~Taking criticism is hard~
~Taking affirmation is complicated~
“The more affirmation you need from others, the weaker you become,” Blake once told me. He always spoke about strength and weakness as if we lived in Game of Thrones (but we both obsessed over GOT so in our minds we kinda were). “The person who doesn’t need any affirmation is free. And watch people,” he looked me in the eyes, “People always follow the person who doesn’t need any affirmation.” I decided that very day to need less affirmation, suddenly feeling cheated by all the chasing and pleading I’d passively done throughout my life, begging for the affirmation of those whom I didn’t even like, admire and who did so little for me. Soon after I read the Lisbeth Salandler series about a girl who lacks the imagination to even conceive the notion of a healthy affirmation from another life form. And a couple heart breaks later, she became my role model. Along with this quote which sealed the deal:
And I think, at one point, I made it. Compliments meant less to me than criticism. Admiration and validation became coupled with control and manipulation. All those who sought to validate me wanted to conquer me (again with the Game of Thrones delusions, gawd). All those who liked me presupposed that I even needed to be liked. All those who affirmed me assumed I needed their affirmation, a mistake even worse than not giving it to me in the first place.
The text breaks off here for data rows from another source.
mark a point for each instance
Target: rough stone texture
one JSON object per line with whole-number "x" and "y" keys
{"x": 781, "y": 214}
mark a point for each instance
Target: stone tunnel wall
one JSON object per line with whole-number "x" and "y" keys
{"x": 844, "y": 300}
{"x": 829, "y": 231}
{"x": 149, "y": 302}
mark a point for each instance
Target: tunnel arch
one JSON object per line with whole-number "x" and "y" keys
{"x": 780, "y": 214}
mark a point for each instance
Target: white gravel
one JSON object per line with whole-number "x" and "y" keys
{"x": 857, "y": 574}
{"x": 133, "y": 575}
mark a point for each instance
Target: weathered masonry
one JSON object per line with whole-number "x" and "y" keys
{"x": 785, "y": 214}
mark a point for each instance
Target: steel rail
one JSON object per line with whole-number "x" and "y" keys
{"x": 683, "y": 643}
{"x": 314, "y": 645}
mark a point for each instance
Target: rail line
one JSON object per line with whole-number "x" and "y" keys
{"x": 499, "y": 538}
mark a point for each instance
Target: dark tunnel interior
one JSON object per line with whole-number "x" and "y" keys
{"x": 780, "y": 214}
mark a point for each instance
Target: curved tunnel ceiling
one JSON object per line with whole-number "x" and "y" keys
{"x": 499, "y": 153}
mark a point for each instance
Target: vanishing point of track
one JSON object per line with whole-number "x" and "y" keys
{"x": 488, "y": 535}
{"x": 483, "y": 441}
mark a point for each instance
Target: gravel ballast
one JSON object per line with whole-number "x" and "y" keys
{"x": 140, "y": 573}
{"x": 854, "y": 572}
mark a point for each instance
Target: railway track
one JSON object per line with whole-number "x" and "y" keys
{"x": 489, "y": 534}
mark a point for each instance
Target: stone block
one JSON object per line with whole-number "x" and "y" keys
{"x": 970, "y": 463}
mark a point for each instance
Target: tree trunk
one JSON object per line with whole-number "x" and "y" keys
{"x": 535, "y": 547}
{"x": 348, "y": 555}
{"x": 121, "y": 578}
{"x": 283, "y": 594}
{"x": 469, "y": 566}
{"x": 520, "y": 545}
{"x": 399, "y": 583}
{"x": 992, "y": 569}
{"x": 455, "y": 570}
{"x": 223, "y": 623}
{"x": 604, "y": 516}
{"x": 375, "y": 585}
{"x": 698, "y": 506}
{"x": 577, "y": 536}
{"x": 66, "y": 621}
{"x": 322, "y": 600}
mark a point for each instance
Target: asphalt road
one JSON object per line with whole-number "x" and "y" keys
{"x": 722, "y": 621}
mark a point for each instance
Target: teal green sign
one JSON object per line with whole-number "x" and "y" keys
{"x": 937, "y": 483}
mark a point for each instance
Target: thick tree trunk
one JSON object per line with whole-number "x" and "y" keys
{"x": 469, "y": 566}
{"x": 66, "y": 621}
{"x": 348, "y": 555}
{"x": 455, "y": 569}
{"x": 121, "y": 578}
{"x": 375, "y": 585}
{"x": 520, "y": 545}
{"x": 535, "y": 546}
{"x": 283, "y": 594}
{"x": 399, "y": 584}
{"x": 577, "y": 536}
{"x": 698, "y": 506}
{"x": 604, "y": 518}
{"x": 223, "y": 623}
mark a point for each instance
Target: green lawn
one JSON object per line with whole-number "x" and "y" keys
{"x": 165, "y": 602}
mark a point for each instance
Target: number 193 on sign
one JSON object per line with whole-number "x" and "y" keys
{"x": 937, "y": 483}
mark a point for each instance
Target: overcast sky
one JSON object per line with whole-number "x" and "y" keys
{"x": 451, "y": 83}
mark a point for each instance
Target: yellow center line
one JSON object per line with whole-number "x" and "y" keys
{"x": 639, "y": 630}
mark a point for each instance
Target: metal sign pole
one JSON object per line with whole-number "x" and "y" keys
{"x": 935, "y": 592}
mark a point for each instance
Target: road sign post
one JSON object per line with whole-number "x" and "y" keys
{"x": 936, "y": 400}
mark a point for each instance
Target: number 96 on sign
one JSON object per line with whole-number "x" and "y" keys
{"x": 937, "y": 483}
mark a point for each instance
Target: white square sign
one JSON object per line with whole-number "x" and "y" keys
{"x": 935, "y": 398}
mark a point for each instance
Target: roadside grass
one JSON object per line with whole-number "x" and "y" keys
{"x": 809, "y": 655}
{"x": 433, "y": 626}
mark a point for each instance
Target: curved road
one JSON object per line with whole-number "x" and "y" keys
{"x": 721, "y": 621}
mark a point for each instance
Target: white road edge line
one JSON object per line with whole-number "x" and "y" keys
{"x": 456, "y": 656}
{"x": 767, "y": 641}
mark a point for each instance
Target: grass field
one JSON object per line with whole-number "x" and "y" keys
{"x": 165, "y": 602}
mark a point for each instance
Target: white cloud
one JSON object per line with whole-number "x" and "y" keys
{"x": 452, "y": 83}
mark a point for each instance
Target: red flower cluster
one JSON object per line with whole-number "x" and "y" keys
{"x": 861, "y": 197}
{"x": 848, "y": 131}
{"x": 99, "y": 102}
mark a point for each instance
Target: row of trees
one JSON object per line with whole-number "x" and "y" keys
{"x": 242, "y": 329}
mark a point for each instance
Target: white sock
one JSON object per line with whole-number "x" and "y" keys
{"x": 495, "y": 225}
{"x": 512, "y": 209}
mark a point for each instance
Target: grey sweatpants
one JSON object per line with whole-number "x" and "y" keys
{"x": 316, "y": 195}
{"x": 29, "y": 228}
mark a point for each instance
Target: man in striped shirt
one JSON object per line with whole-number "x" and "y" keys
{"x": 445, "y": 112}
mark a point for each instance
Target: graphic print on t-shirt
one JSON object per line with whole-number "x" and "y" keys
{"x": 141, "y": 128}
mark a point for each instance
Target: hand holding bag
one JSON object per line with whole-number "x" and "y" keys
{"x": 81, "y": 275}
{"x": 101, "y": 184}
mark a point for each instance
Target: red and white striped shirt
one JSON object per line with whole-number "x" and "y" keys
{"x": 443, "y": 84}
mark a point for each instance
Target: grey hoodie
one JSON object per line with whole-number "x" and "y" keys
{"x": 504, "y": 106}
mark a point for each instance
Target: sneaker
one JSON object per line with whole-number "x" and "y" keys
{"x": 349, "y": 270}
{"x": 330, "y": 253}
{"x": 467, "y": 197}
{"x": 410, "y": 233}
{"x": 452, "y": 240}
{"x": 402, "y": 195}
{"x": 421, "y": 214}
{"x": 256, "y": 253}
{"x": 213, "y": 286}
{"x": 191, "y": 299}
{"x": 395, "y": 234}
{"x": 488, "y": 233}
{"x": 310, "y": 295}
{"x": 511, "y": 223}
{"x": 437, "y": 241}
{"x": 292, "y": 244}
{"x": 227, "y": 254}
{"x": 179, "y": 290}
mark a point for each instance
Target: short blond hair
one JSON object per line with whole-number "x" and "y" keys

And paradoxically, the harder I tried to not need any affirmation, the more it actually bothered me, both positive and negative alike. Things had flipped, like ‘he who goes against the fashion of the day is to itself a slave’. Eventually being a human ghost-goddess and ice-queen hybrid (but only to myself and in my own mind) became the only suitable role for me to play.
The truth is EVERYONE needs someone to affirm them. And both sides are scary. Needing too many affirmations means you morph into a people pleaser, at which point you should become the next Taylor Swift or run for Presidency. Needing too little means you end up alone, at which point you should become the next Smaug or Sherlock Homes, brushing up on your fire-breathing and deduction. But I don’t think its the number of people you have in your life to affirm you, but the quality of those that do.
Quality over quantity (unless you’re a politician, then definitely quantity over quality).
And I can say that over these past few months, I’ve had a shift in consciousness about this. The residual Lisbeth Salander in me still dismisses all the affirmations of people who in no way inspire me, who annoy me, who think they know everything, or who drink half decaf and half regular coffee in the same cup and refuse to have their coffee any other way. Or those who misuse double negatives without blinking. But there’s a part of me now that’s okay with being affirmed and validated by those who try to see the best in others. Like I don’t melt into a green puddle on the floor anymore. I just breathe in, breathe out and say, “Thank you.”